Q: Is there a big difference between a creative approach and an innovative approach?

A: There is a subtle difference. A “creative” approach often falls within the realm of using some kind of existing precedent cleverly, or in an inspired way, combining things unexpectedly.

So in screenwriting, and drama, there is an idea that there are only seven basic plots. When you take elements from each of those — say, Greek tragedy, Shakespeare, and Chekhovian drama — and combine them with characters and circumstances imaginatively, that is “creative.” Probably one of the most “creative” directors of the last 40 years is Tarantino, or perhaps Nolan. 

An “innovative” approach is inventing ingredients and elements that didn’t previously exist, and using them in a way no one else ever has done.
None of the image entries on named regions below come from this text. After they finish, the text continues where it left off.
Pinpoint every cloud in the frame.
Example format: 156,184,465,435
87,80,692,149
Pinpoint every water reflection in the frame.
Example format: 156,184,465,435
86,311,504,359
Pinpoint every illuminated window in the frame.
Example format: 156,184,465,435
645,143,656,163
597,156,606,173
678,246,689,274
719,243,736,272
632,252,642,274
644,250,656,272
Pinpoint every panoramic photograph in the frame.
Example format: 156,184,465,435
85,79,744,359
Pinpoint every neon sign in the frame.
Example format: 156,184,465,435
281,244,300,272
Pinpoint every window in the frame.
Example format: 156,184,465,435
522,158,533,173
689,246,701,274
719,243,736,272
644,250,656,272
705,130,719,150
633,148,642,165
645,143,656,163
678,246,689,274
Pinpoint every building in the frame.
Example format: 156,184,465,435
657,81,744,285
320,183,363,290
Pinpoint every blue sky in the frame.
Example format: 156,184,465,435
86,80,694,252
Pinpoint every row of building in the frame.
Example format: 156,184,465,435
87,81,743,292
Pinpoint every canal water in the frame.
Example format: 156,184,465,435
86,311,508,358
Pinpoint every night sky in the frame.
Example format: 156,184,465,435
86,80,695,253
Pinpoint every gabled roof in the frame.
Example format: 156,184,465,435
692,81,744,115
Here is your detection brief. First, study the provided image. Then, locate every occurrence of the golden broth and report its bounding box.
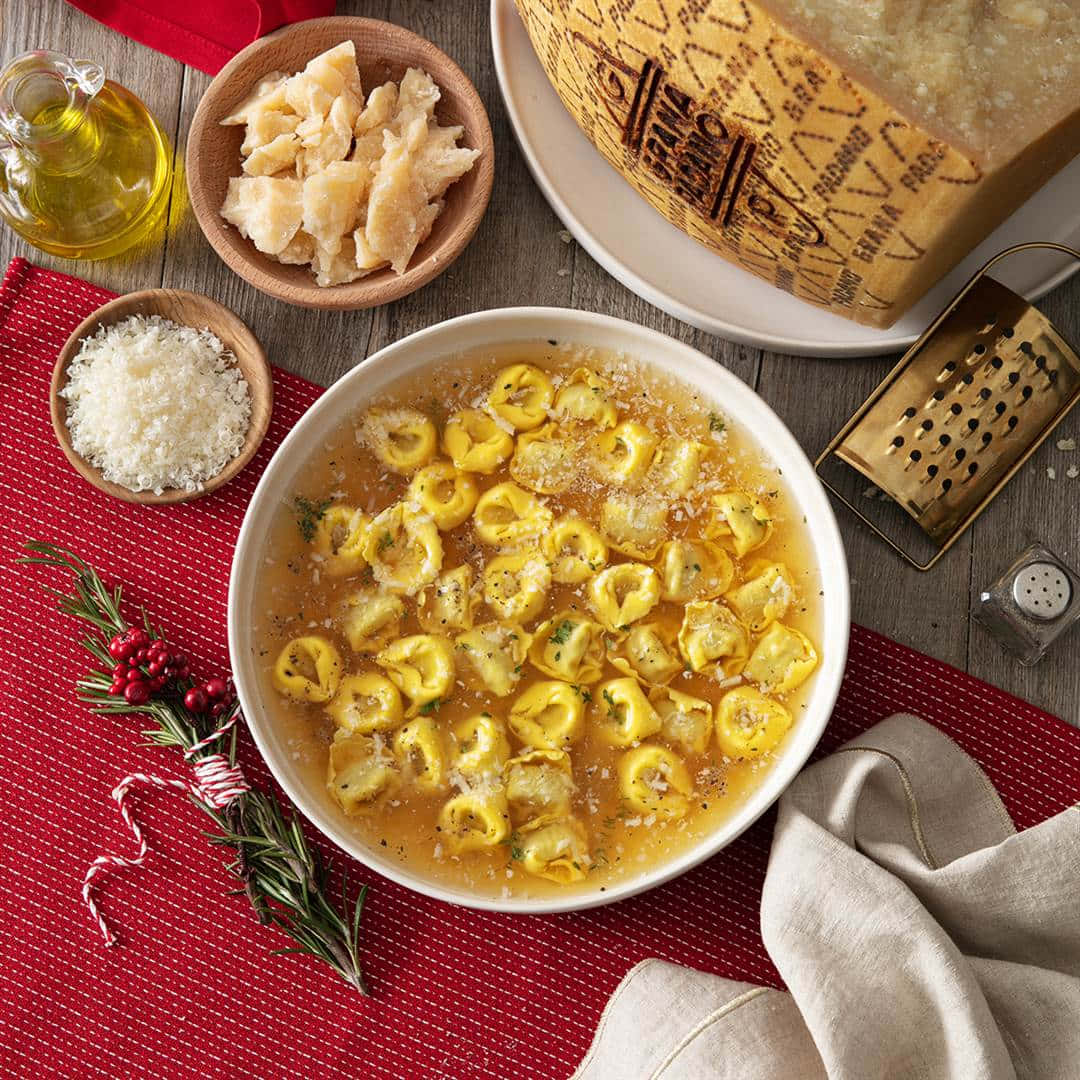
[255,342,821,897]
Creating the “eighth” basic plot that no one has ever thought of before. Ever! For me that is the essence of innovation. 

So the creative approach takes what already exists and uses it in a new way, whereas the innovative approach creates that which does not yet exist, and reveals to us ways in which it can be used, but which to date we had never imagined.

That will no doubt upset a lot of people, but that’s what creative innovators do!

Q: Are scientists by definition creative people? Is creativity an imperative for science?

A: Scientists, of course they are creative. And they also fail, and dust themselves off, and start all over again … and again.

Some great pieces of innovation resulted from experiments that were trying to achieve utterly different outcomes. The level of imagination, and desperation to succeed, drove the scientists to extremes that — while somewhat accidental — were rewarded with groundbreaking results. 

Of course the “imperative” in science is empiric. Speculation and hypothesis need to be proven irrefutably. But sometimes — as quantum theory has shown us — there are proofs that cannot be proven, scientifically, or otherwise. And that’s where some creativity can really help bridge the gap, and lead us back again to blind belief.